El presidente Donald Trump firmó el lunes dos novedosas Órdenes Ejecutivas para la migración poscuántica. Estas exigen a las agencias federales a adoptar cifrado resistente a la cuántica y promueven el desarrollo de una computadora cuántica más poderosa.
Las órdenes reavivan una pregunta que existe desde hace tiempo sobre los riesgos cuánticos para Bitcoin y la criptomoneda en general. Una fija como fecha límite el año 2031 para la criptografía poscuántica, mientras que la otra está dirigida a la computación cuántica.
¿Qué señalan las órdenes Órdenes Ejecutivas?
La Orden de criptografía adelanta una fecha límite que antes era hasta 2035, según el Memorando de Seguridad Nacional-10 de 2022. Ahora las agencias deben alcanzar los estándares resistentes a la cuántica varios años antes.
Los sistemas federales deben usar criptografía poscuántica para el establecimiento de claves antes de terminar el año 2030. Los sistemas considerados de alto impacto deben cambiar sus firmas digitales a los nuevos estándares antes de finales de 2031.
La Orden también encarga al Departamento de Comercio y al NIST con un proyecto piloto de migración. Los sistemas federales deberían convertirse antes de que termine 2027, mientras que CISA apoyará a operadores de infraestructura crítica.
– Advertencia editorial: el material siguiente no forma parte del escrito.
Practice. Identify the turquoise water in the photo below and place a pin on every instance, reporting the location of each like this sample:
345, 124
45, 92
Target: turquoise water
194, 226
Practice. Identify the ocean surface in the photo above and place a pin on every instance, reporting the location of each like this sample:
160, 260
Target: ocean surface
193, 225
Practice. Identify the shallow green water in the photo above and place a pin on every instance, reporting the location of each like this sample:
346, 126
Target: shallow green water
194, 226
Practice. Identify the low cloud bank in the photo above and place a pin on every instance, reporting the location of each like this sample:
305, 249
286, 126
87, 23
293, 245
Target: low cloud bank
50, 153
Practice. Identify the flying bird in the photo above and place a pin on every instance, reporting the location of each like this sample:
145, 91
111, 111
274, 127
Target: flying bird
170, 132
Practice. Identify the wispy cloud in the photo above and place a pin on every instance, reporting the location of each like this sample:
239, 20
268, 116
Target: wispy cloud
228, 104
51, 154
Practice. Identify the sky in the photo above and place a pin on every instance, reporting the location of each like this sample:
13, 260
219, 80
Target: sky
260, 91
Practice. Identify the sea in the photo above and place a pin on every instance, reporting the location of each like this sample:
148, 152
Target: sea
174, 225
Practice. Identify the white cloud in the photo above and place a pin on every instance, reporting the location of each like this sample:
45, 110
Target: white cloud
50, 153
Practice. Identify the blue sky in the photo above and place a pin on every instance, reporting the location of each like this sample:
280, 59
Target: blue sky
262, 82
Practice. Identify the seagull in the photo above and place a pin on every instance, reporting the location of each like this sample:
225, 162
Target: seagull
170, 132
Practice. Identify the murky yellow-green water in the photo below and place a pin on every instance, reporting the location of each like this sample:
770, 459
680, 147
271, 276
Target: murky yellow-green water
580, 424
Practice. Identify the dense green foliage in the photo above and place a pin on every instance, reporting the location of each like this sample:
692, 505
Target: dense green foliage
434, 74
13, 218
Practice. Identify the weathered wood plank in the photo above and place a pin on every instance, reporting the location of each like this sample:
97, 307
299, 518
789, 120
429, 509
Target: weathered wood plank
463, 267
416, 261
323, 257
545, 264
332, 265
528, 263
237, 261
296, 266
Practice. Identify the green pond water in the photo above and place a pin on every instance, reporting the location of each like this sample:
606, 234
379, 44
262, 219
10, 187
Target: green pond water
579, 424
Una Orden complementaria se titula «Ushering in the Next Frontier of Quantum Innovation». Lanza una iniciativa nacional para crear una computadora cuántica capaz de trabajar en grandes tareas científicas. La orden también financiará sensores y redes cuánticas durante los próximos cinco años.
Los funcionarios explican la Orden de criptografía como una defensa ante la amenaza llamada “cosechar ahora, descifrar después”. Los adversarios pueden guardar datos cifrados hoy e intentar descifrarlos cuando existan computadoras cuánticas suficientemente potentes. Ese es un riesgo muy comentado para los holdings de criptomonedas.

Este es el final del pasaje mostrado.